AirAsia, Vistara face hurdles as rivals gang up

May 30, 2014 was an action packed day for aviation sector in India. AirAsia India announced its launch, 22 days after getting the flying permit.

Within hours, a three-page petition by Federation of Indian Airlines (FIA) landed at the desk of Civil Aviation Minister Ashok Gajapathi Raju, who was just four days into his assignment. No prizes for guessing.  The same day, Delhi High Court issued notice to the Centre seeking its response on a petition by FIA demanding cancellation of approvals given to a joint airline venture of Tata Sons and Singapore Airlines, later christened as ‘Vistara’. The stage was already set for a fierce bout with existing players on one side and the newbies on the other.

Only days before, airlines such as IndiGo and SpiceJet under the banner of FIA had approached Delhi HC seeking cancellation of Air Operators Permit (AOP) granted to AirAsia but could not get any relief as the judges refused to stay the decision.The opposition against the new players did not start one fine morning. It began as soon as AirAsia along with its minor partners Tata Sons and Telestra applied for approvals. Tatas again faced the problem when they announced their second joint venture.

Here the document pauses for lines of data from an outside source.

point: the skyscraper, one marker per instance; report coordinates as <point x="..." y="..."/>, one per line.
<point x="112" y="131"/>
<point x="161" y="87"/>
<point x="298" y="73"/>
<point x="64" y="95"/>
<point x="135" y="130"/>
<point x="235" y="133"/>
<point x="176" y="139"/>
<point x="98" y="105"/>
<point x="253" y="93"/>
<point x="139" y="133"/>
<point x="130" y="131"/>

Ironically, the first to raise the red flag was the Civil Aviation Ministry. It felt a clearance by Foreign Investment Promotion Board (FIPB) for AirAsia was against the FDI policy. Later, it changed tracks and gave NOC for the USD 30 million venture. But rival airlines and BJP leader Subramanian Swamy were not to leave it at that. They alleged the FIPB approval was illegal and raised questions about “foreign” control over the airline. The airlines petitioned the Supreme Court against the FIPB approval but were asked to approach the HC.

 The ire of the existing players was directed at the September 2012 decision to allow foreign airlines to invest up to 49 per cent, which was greeted with much fanfare. The beleaguered operators felt that it opened door for investments, which would take them out of the financial crisis they were facing. The last thing they wanted was competition. But the government gave the green signal for foreign airlines to invest in new ventures. All hell broke loose. The airlines went to court.

In their petition before the HC, the FIA argued that the relaxation in FDI policy was mooted to meet the financial troubles of airlines, whose cumulative loss was Rs 77,000 crore, and that it was in the “context of existing operators only”. They felt the introduction of foreign airlines through new ventures defeated the very purpose of the policy. They also questioned the ownership pattern of these ventures, claiming the control was in foreign hands, a strict ‘no-no’ according to rules. Finance and Commerce Ministries were adamant, saying the FDI policy in general does not make a distinction between ‘brownfield’ and ‘greenfield’ for investment except for pharmaceuticals.

Hectic lobbying

Both sides began hectic lobbying and there were hurdles for AirAsia and Vistara in getting approvals. The DGCA took time on deciding the objections against AirAsia and Vistara. But when it made up its mind, the regulator emphatically rejected the contentions of FIA. Echoing the government, the DGCA felt that there was a strong need for bringing “operational efficiency and expertise” in existing airlines to ease their financial hardships, which could be brought by stiff competition and improved work culture “that can only be provided by introduction of new entrants”.

Though the newbies got government and the regulator on its side, the battle was not over yet. The FIA moved court at every juncture. On May 7, AirAsia India got the AOP, the final hurdle, with a rider that its validity depends on the outcome of HC order on the petitions filed by FIA and Swamy. FIA rushed to the HC against AOP but the judges refused intervention saying permission was conditional.

AirAsia pounced on the opportunity by announcing the launch of its operations within three weeks of DGCA’s final nod, a move that took its rivals by surprise at a time when the market was going through a lean season. Rivals alleged it was part of AirAsia’s strategy to present a “fait accompli” and create third party rights. Now Vistara is awaiting AOP to start its operations.

While the case is still pending in HC, AirAsia and Vistara appear to be buoyed by government stand. The regulatory approvals were delayed due to hectic lobbying by rivals, the two carriers allege but they hope that they would not have to shut shop with government needing foreign investment in the country. A final word could be said only when HC takes the final call in pending petitions.